THE key theme of George Orwell’s satirical novella, Animal Farm, is that “all animals are equal but some animals are more equal than others.”

In this new production touring at Bath’s Theatre Royal until Saturday (March 5) it seems just as relevant today as when it was written by the democratic socialist author back in 1945.

Orwell’s tale tells the story of a group of farm animals who rebel against their human farmer, hoping to create a society where the animals can be equal, free, and happy.

Ultimately, the rebellion is betrayed, and the farm ends up in a state as bad as it was before, under the dictatorship of a huge pig named Napoleon.

According to Orwell, his story reflects events leading up to the Russian Revolution of 1917, the overthrow of Tsar Nicholas 2 and then on into the Stalinist era of the Soviet Union.

Given Russian president Vladimir Putin’s recent invasion into the neighbouring country of Ukraine, the timing of the Children’s Theatre Partnership production, in association with the Birmingham Rep, at the Theatre Royal this week couldn’t be more apt.

Adapted and directed by Robert Icke, this dark and brooding interpretation of Orwell’s classic brings to life the English GCSE set text through a 14-strong cast and extensive use of puppetry, large and small.

Even before the play starts, a farmer carries animal carcases across the stage, giving the audience, which included many young people, a foretaste of what is to come.

The main characters, the male pig Old Major, who instigates the revolution, and then the thuggish porkers Napoleon, Snowball and Squealer, are vividly brought to life, as they gradually change to resemble humans they once despised.

The gigantic heavy carthorse Boxer is portrayed as loyal, kind, dedicated, extremely strong, hard-working, although quite naive and gullible.

When Boxer is injured, Napoleon sells him to a local knackerman to buy himself whisky, and Squealer gives a moving account falsifying Boxer’s death.

The horse Mollie is portrayed as a self-centred, self-indulgent, and vain young white mare, quickly leaves the farm after the revolution, in a manner similar to those who left Russia after the fall of the Tsar Nicholas 2.
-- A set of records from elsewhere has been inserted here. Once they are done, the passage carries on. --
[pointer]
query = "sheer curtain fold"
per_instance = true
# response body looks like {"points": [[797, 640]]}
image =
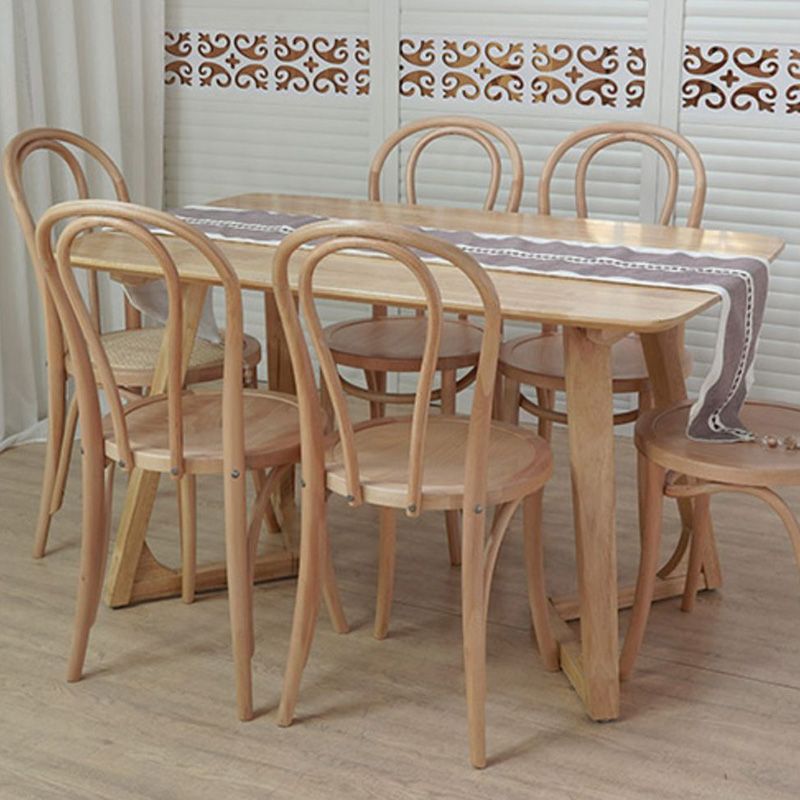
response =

Clover, portrayed as a gentle, caring mare, shows concern especially for Boxer, who often pushes himself too hard. She can read all the letters of the alphabet but cannot “put words together”.

However, she quickly seems to catch on to the sly tricks and schemes set up by Napoleon and Squealer to make life for the pigs more comfortable as their status among the farm animals becomes more than equal.
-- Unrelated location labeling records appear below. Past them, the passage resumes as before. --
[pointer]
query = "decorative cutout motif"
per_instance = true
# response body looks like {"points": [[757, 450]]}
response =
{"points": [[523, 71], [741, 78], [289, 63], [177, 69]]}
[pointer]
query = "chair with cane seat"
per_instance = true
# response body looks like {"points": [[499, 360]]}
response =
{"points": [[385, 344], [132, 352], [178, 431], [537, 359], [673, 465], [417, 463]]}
Benjamin, the donkey, is portrayed as one of the oldest, wisest animals on the farm, and one of the few who can read properly. He is sceptical, temperamental and cynical: his most frequent remark is, “Life will go on as it has always gone on – that is, badly.”

Other animals on the farm include Moses the Raven, Muriel the goat, the sheep, cows, hens, rooster, ducks and geese, as well as Harold the pigeon, various dogs and a cat.

Icke has previously adapted Orwell’s 1984 and gives Animal Farm a fresh spark by focusing on the minutiae of puppetry movements, which are at times very imaginatively expressive of sentiment and emotion.

The production as a whole treads a fine line between light humour and dark horror as the tide turns for the farm animals and neighbouring farmers win back control in collaboration with the dictator Napoleon.

Icke brings Orwell’s original story vividly to life, while allowing the audience to draw their own comparisons to today’s political and social hypocrisy.

Puppetry designer and director Toby Olie’s work on the production is an absolute masterpiece of imaginative creation and invention, with the huge and awe-inspiring presence of Boxer dominating the set.

The control that the puppeteers have over their animals is imaginative and masterful with even the tiniest of movements acted out, while sound designer Tom Gibbons and lighting director Jon Clark heighten the tension and drama of scenes using musical motifs and flashing images.

Interestingly, while the actors and puppeteers on stage make animal sounds, the voices of the main characters were recorded by ten well-known actors, including Robert Glenister, David Rintoul and Juliet Stevenson.

This production is completely mesmerising and absolutely stunning. I’ve never seen anything quite like it before and it’s well worth a visit.